Dans ces veillées, tout le monde fumait. On pouvait couper la fumée de cigarettes au couteau tellement il y en avait. À cette époque, fumer était à la mode. Mes parents fumaient des Peter Jackson. Heureusement, les temps ont changé! Pour nous les enfants, c’était un moment de grande fébrilité, de découvertes. Sans contrainte, nous avions la permission de jouer partout dans la maison. Le salon, habituellement inaccessible, devenait un lieu de cachette. Il fallait tout de même faire très attention aux bibelots qui ornaient les tables et au divan recouvert d’un plastique. Ma grand-mère Léda nous laissait jouer avec ses centaines de rouleaux de fils que nous nous amusions à classer par couleurs. Je m’en rappelle comme si c’était hier. Assises par terre dans le corridor, ma sœur et moi, on jouait au magasin.

Puis venait le temps de la bouffe. Grand-maman sortait sa plus belle vaisselle; vous savez celle avec des bordures dorées et des petites roses? La dinde traditionnelle trônait au centre de la table avec les atocas, keptchup aux fruits et la tourtière.

Minuit était attendu avec impatience. Les cadeaux débordaient. Une année, il y en avait tellement qu’ils touchaient le plafond. La montagne de papiers d’emballage que ça faisait! Puis venait le moment où maman nous amenait dans la chambre à coucher. Là, nous plongions dans les manteaux de fourrure et autres, sniffant les parfums des « matantes » en nous endormant.

Pourquoi les réveillons d’enfance sont-ils plus grands que nature? Est-ce parce que nous étions petits que tout nous paraissait si démesuré?

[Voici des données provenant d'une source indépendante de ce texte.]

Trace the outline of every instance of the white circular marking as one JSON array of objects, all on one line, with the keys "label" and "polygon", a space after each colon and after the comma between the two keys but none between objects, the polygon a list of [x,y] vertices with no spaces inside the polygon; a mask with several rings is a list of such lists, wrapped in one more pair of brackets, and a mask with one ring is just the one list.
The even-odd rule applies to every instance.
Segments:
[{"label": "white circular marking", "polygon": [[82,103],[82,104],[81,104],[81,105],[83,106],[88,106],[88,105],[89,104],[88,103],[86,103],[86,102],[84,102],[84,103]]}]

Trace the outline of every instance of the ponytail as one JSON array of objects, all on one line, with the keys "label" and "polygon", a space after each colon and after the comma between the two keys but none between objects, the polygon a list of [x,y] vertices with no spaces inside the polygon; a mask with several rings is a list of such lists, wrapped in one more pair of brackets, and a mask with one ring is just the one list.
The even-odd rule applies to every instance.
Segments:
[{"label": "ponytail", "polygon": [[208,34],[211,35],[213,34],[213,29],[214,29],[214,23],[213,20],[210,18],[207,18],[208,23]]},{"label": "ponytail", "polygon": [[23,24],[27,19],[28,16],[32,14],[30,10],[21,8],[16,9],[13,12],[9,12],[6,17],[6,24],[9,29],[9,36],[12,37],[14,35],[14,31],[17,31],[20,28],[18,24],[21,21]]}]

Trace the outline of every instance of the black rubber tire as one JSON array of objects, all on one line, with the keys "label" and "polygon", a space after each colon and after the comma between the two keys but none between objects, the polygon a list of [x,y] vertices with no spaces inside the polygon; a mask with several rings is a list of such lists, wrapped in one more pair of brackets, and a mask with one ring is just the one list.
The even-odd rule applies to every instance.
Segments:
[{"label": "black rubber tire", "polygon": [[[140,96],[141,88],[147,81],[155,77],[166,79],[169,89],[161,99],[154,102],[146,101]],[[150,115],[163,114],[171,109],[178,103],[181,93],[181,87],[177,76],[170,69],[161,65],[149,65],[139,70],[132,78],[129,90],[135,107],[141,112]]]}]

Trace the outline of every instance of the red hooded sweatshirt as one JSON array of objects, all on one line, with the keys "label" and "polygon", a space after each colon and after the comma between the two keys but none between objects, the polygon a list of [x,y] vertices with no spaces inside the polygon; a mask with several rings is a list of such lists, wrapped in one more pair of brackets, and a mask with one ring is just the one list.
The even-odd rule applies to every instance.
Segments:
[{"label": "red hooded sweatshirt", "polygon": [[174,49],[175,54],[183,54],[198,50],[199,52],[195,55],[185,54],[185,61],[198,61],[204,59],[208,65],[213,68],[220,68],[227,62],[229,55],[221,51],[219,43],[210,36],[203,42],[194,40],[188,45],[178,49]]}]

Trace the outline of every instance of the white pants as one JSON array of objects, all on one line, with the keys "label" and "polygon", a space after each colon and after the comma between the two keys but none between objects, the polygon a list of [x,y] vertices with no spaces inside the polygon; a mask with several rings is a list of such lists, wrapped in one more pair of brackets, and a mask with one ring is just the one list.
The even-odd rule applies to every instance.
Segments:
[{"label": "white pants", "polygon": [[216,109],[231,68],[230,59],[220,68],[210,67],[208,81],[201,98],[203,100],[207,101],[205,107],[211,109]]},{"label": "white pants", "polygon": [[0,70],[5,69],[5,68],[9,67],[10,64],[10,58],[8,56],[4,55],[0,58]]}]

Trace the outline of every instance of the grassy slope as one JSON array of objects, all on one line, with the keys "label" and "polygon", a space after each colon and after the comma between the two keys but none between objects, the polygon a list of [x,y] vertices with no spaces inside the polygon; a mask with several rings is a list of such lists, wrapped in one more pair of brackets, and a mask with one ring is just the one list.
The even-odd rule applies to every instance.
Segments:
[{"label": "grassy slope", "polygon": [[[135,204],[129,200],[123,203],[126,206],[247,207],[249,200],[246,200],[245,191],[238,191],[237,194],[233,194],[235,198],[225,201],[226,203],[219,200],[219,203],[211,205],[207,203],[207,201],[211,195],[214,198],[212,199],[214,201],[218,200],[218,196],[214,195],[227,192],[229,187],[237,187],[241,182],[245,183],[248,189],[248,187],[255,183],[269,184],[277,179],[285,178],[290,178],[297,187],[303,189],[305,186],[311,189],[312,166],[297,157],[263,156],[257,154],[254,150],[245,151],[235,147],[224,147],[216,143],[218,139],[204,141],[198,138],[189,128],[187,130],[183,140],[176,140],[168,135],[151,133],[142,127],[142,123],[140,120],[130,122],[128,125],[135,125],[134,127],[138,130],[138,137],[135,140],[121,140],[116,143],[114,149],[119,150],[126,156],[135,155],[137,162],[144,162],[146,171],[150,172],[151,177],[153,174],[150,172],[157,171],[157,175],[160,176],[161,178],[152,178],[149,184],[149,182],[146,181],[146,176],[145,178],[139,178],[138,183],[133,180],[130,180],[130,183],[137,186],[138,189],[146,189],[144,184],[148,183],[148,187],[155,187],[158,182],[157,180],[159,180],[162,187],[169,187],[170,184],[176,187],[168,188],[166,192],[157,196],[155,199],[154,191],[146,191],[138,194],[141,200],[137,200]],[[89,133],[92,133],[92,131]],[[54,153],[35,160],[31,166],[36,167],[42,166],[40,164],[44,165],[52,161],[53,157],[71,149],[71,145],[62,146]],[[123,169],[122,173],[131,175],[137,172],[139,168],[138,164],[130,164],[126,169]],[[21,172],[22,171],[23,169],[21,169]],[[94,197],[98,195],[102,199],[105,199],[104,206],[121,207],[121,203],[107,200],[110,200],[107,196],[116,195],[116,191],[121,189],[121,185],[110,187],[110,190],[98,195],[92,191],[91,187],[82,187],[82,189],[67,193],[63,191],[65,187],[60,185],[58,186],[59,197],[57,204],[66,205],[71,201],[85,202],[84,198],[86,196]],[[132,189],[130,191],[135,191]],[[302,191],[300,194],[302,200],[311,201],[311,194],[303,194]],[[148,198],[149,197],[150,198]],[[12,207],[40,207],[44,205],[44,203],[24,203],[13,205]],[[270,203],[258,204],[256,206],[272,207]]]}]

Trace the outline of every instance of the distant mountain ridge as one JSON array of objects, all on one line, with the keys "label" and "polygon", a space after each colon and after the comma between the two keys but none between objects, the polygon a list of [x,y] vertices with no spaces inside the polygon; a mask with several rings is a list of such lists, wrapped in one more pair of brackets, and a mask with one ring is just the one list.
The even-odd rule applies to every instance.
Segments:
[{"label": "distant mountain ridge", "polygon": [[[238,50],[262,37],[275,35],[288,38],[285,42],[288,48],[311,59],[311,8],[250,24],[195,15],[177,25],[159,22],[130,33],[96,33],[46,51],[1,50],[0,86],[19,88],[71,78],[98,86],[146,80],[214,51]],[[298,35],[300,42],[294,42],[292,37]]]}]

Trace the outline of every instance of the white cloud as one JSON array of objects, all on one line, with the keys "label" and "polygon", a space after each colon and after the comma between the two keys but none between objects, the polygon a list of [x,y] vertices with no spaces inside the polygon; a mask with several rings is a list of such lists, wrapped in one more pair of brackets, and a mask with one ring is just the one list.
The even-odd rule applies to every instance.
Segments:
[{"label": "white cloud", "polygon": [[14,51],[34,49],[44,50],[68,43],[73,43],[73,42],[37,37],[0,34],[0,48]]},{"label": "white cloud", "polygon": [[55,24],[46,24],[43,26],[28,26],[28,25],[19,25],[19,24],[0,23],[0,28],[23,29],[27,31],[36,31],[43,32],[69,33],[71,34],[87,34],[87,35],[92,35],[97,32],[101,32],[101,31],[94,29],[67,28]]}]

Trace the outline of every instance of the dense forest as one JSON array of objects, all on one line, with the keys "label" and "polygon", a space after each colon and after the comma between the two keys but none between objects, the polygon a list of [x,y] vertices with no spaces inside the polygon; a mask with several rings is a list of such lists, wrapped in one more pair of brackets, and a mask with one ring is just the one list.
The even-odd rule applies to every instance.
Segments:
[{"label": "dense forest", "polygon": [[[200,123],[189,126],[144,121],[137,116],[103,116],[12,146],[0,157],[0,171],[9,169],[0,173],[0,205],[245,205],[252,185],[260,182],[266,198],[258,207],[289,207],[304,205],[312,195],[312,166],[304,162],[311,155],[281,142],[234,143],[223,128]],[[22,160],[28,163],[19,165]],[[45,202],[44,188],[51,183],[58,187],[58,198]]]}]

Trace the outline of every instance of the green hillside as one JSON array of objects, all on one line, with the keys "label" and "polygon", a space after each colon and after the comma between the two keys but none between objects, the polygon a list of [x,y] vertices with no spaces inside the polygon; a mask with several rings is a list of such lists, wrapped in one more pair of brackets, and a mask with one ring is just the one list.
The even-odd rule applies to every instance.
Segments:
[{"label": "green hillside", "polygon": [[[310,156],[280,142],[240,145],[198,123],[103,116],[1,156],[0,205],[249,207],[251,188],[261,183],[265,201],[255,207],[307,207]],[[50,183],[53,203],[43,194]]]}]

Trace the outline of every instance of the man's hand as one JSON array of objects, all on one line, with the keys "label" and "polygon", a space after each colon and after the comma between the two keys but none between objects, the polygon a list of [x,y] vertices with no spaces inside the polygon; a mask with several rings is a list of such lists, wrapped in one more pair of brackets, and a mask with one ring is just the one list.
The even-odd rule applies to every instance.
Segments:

Je ne sais pas. Les familles étaient plus nombreuses et le caractère de cette fête revêtait plus d’importance qu’aujourd’hui. C’était vraiment le bon temps, car en vieillissant, je me rends compte que Noël perd vraiment de son lustre. Pendant ma vie d’adulte, j’ai longtemps considéré les réveillons de Noël comme une corvée. Un moment où il faut voir la famille coûte que coûte. La folie des achats, des réceptions s’ajoutait à mes obligations quotidiennes. Je me suis souvent évadée dans le sud pour y échapper.

Aujourd’hui, c’est différent, même si les traditions ont un peu changé, je tiens impérativement à voir mes proches. On fête maintenant le 26, 27 décembre ou quand on est libre, on ne mange plus forcément de dinde et de tourtière mais c’est tout de même l’occasion de mettre tous nos soucis quotidiens entre parenthèse et simplement de profiter à fond de l’instant présent.

Noël c’est le moment pour faire un bilan de l’année, penser à ceux qui nous ont quitté mais surtout, pour moi, de célébrer une année de plus d’existence sur cette terre. J’ai réalisé, avec la maladie, que c’est avant tout l’occasion de chercher le réconfort et la chaleur de ma famille en ces temps si froids. Personnellement, je dis haut et fort que la joie d’être ensemble, de partager, c’est là que réside la vraie magie de Noël.